Fred Zhang comments on Approaching Human-Level Forecasting with Language Models

Fred Zhang 2 Mar 2024 7:12 UTC
4 points
0
We will be updating the paper with log scores.
I think human forecasters collaborating with their AI counterparts (in an assistance / debate setup) is a super interesting future direction. I imagine the strongest possible system we can build today will be of this sort. This related work explored this direction with some positive results.
is the better performance of the LM forecasts due to disagreeing about direction, or mostly due to marginally better calibration?
Definitely both. But more coming from the fact that the models don’t like to say extreme values (like, <5%), even when the evidence suggests so. This doesn’t necessarily hurt calibration, though, since calibration only cares about the error within each bin of the predicted probabilities.
This will result in a lot of very low probability forecasts, since it’s likely that only A or B occurs, especially closer to the resolution date.
Yes, so we didn’t do all of the multiple choice questions, only those that are already splitted into binary questions by the platforms. For example, if you query Metaculus API, some multiple choice questions are broken down into binary subquestions (each with their own community predictions etc). Our dataset is not dominated by such multiple-choice-turned-binary questions.
Does your system obey the Law of total probability?
No, and we didn’t try very hard to fully improve this. Similarly, if you ask the model the same binary question, but in the reverse way, the answers in general do not sum to 1. I think future systems should try to overcome this issue by enforcing the constraints in some way.
I’m left wondering what caused the human and LM forecasts to differ in accuracy.
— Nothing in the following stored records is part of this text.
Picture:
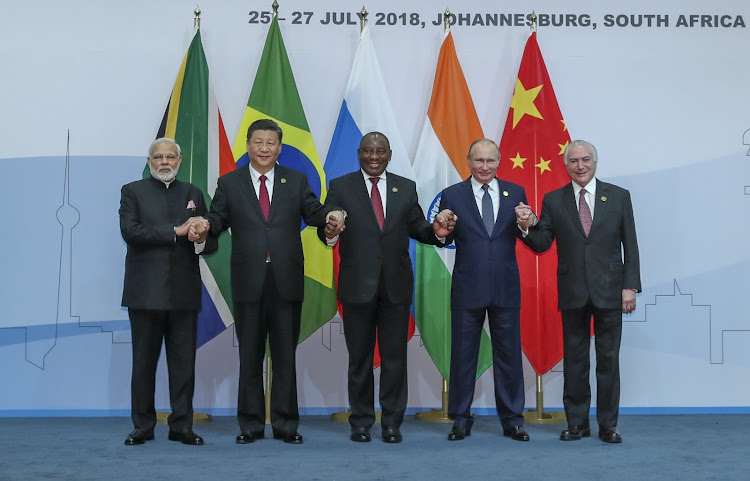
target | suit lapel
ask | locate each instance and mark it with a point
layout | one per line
(569, 205)
(359, 187)
(468, 194)
(246, 184)
(600, 204)
(279, 194)
(503, 205)
(392, 199)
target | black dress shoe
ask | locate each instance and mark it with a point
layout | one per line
(517, 433)
(458, 433)
(248, 437)
(289, 438)
(392, 435)
(186, 437)
(610, 435)
(575, 433)
(360, 435)
(139, 436)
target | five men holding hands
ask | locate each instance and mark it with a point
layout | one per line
(371, 214)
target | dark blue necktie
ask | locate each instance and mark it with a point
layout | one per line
(488, 215)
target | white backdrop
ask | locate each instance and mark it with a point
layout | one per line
(666, 105)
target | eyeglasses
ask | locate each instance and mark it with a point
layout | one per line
(377, 151)
(169, 156)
By accuracy, we mean 0-1 error: so you round the probabilistic forecast to 0 or 1 whichever is the nearest, and measure the 0-1 loss. This means that as long as you are directionally correct, you will have good accuracy. (This is not a standard metric, but we choose to report it mostly to compare with prior works.) So the kind of hedging behavior doesn’t hurt accuracy, in general.
The McCarthy example [...] This is a failure in reasoning, not calibration, IMO.
This is a good point! We’ll add a bit more on how to interpret these qualitative examples. To be fair, these are hand-picked and I would caution against drawing strong conclusions from them.
In equation 1, is k 0-indexed or 1-indexed?
1-indexed.